# John Deere Electrical problem



## RKDOC (Jun 20, 2006)

On a X300 riding mower. With a Kawasaki FH491V-DSO4-R engine. The engine will crank fine, just won't start. If I disconnect the wire to the ignition coils the engine will start. This tells me there is a problem in the safety switches. If I disconnect the brake switch, the engine won't crank. If I disconnect the PTO switch, it won't crank. If i disconnect the seat switch it will crank, won't start. Jumper the seat switch, cranks won't start. I can't find another switch. I cannot find a SAM module.

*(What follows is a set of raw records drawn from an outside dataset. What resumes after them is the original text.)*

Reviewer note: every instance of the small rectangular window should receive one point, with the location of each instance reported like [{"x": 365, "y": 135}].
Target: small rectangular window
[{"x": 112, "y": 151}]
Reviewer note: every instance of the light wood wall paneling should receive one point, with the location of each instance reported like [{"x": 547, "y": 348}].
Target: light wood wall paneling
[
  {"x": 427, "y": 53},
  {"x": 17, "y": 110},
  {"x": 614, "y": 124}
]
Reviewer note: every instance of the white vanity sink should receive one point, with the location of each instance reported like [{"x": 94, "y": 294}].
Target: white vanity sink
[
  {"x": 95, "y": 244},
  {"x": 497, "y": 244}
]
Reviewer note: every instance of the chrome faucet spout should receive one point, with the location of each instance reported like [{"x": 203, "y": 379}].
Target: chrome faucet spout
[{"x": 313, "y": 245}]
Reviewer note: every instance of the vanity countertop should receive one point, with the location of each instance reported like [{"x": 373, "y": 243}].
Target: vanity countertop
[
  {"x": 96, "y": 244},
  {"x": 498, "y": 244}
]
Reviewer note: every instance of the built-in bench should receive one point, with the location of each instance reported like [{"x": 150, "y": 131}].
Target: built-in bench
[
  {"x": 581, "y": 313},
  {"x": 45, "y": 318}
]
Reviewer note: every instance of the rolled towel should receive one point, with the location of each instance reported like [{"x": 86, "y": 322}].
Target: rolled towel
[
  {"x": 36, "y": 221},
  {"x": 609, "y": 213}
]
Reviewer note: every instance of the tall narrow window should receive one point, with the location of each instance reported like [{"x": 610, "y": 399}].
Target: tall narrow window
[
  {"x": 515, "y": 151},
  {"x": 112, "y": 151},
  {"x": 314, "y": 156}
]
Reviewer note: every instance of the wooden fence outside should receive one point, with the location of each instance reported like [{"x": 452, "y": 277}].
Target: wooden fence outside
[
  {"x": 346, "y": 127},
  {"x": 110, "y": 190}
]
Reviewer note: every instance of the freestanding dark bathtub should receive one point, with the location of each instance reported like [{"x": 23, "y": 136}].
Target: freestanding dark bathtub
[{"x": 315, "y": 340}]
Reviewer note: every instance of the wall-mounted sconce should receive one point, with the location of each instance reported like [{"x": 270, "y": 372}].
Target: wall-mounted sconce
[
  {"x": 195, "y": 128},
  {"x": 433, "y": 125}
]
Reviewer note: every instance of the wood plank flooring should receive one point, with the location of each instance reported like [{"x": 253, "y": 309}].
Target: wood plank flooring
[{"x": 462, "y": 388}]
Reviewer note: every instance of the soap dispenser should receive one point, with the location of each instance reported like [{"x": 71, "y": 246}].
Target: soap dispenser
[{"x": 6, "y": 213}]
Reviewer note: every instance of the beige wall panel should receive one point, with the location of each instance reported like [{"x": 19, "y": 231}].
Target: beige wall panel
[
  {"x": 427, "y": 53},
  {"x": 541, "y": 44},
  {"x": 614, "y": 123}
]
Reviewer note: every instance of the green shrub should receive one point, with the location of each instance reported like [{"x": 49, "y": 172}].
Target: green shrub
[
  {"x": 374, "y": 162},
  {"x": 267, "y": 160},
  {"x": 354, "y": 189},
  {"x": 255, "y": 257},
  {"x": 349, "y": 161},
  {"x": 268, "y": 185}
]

What am I missing? can some one give me some guidance? Thanks


----------



## RKDOC (Jun 20, 2006)

Anyone know where I could get a wiring diagram for this tractor??


----------



## 30yearTech (Sep 14, 2006)

Any luck, I am not familiar with this particular model, but many JD's have a set of relay's and if ones not working could be the cause of your problem.


----------



## RKDOC (Jun 20, 2006)

There was a relay under the dash that had gone bad. I happened on to a John Deere mechanic who was willing to talk.


----------



## 30yearTech (Sep 14, 2006)

RKDOC said:


> There was a relay under the dash that had gone bad. I happened on to a John Deere mechanic who was willing to talk.


Glad you got it figured out. I have run across a few with bad relay's but was not even sure if the model you were working on had any. I was reluctant to suggest anything that might have you going on a wild goose chase.


----------